A genetic toolkit for stable episomal transgenesis in the anaerobic gut parasite Blastocystis ST7-B

Blastocystis is among the most prevalent microbial eukaryote in the human gut, yet it has remained largely inaccessible to functional genetics. Here, we report a combinatorial toolkit for Blastocystis ST7-B that enables stable episomal transgene maintenance under antibiotic selection and recovery of colony-derived transgenic lines.

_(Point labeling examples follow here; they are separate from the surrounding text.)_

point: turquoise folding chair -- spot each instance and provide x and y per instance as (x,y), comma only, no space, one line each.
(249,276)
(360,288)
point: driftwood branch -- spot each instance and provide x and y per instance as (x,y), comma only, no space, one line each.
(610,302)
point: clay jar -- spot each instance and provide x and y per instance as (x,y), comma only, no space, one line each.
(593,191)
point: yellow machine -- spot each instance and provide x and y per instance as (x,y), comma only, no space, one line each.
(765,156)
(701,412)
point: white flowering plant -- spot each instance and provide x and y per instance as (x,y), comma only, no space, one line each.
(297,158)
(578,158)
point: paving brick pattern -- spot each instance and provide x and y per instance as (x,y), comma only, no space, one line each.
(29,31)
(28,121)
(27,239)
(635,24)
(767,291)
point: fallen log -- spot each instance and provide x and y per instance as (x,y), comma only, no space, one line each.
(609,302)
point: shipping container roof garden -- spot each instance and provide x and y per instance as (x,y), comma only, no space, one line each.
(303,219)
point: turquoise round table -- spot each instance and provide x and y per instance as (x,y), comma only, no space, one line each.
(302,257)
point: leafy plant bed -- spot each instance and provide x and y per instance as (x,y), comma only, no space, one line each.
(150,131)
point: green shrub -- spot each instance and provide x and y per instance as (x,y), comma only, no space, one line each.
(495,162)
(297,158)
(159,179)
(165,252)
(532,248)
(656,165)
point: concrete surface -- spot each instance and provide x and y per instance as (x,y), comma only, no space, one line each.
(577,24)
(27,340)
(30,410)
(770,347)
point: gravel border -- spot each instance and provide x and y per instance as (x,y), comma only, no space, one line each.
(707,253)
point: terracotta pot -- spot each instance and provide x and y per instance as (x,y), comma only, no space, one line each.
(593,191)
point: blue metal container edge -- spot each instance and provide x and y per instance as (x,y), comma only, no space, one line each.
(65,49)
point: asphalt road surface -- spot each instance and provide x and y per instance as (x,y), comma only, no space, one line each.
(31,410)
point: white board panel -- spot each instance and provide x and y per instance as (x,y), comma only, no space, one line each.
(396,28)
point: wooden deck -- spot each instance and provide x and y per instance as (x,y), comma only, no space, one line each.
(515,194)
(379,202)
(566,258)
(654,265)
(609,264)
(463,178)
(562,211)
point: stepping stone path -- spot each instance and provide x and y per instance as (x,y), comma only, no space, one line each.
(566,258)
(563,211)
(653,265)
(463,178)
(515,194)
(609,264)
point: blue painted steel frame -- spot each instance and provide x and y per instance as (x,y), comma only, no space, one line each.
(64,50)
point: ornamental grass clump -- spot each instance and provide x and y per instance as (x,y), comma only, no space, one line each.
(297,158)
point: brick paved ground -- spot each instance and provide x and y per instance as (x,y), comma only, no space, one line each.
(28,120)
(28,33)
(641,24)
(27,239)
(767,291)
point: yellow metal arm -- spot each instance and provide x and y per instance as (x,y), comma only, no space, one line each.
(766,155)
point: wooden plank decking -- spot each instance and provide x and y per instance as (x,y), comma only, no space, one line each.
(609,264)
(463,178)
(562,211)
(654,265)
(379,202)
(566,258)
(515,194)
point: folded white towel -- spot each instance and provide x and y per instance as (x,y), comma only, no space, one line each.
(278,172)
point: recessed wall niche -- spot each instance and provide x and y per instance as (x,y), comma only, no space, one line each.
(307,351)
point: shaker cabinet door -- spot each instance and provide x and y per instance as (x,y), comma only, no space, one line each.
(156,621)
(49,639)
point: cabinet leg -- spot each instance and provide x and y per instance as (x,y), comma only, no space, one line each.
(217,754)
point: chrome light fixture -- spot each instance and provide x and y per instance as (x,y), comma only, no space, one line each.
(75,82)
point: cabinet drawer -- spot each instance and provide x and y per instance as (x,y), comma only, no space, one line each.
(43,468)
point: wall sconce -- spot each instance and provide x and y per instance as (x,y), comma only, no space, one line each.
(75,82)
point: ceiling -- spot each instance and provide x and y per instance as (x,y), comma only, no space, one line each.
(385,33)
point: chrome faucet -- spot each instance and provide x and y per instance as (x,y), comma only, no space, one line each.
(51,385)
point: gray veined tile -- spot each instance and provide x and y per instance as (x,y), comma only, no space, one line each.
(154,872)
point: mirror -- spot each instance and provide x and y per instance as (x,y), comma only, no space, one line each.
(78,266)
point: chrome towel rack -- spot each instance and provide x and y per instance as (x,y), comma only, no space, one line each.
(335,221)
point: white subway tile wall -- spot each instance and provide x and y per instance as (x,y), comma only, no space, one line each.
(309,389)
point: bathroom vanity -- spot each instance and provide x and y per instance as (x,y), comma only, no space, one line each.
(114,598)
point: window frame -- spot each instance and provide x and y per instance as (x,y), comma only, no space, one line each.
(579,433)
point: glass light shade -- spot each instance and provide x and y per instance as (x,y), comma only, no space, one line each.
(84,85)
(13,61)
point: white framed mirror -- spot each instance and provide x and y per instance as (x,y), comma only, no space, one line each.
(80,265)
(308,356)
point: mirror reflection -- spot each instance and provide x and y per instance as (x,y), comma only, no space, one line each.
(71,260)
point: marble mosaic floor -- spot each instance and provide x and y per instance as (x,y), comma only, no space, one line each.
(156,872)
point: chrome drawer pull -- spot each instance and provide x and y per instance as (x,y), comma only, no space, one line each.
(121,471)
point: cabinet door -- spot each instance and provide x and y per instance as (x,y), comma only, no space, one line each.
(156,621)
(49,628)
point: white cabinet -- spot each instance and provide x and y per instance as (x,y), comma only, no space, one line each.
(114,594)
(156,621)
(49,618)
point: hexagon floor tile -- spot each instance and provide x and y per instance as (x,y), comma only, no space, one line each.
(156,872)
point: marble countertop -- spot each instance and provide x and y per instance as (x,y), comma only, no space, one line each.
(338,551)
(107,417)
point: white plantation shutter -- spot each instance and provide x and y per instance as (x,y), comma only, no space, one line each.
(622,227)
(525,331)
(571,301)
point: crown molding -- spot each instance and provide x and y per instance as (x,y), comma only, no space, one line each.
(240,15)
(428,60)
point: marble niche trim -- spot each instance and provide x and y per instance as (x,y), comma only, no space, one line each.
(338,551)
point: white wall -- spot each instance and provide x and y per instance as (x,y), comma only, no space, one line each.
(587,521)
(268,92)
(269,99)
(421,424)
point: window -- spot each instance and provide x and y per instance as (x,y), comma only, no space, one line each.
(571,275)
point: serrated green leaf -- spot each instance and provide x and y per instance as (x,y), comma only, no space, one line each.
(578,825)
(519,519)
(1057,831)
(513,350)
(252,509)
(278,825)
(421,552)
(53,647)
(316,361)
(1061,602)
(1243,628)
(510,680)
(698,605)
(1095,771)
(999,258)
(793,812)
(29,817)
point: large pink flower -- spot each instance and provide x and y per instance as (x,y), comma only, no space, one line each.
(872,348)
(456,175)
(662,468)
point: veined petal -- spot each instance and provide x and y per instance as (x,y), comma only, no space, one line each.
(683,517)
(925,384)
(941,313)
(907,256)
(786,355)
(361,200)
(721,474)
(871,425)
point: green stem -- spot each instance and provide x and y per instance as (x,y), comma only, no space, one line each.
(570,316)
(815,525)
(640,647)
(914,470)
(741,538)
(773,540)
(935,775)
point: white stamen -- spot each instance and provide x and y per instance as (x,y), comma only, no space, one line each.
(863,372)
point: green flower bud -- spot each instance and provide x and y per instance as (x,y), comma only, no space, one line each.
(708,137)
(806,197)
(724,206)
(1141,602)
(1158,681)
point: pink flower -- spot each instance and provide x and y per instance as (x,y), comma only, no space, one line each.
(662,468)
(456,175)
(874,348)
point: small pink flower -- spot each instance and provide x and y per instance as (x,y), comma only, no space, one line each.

Guided by a proteomics-informed candidate screen, we identified endogenous promoter–terminator pairs and benchmark their activity using NanoLuc luciferase (Nluc), defining near-background, weak, intermediate, and robust expression tiers. We optimise square-wave electroporation and establish conditions that balance DNA delivery with culture viability, providing a practical operating regime for routine transfection. Using resazurin-based viability assays alongside culture outgrowth validation, we identified puromycin and trimethoprim as the most reliable selectable systems. A three-stage workflow combining liquid enrichment, solid-phase selection, and liquid culture expansion supports recovery of colony-derived transgenic lines that can be cryopreserved and revived with retained growth, antibiotic resistance, and reporter expression. Finally, bicistronic constructs incorporating a codon-optimised P2A peptide supported selection-linked expression of anaerobic-compatible reporters (UnaG, smURFP, and SNAP-tag). Results showed reporter-dependent performance consistent with constraints such as chromophore availability and substrate permeability. Together, these make Blastocystis ST7-B markedly more amenable to genetic engineering.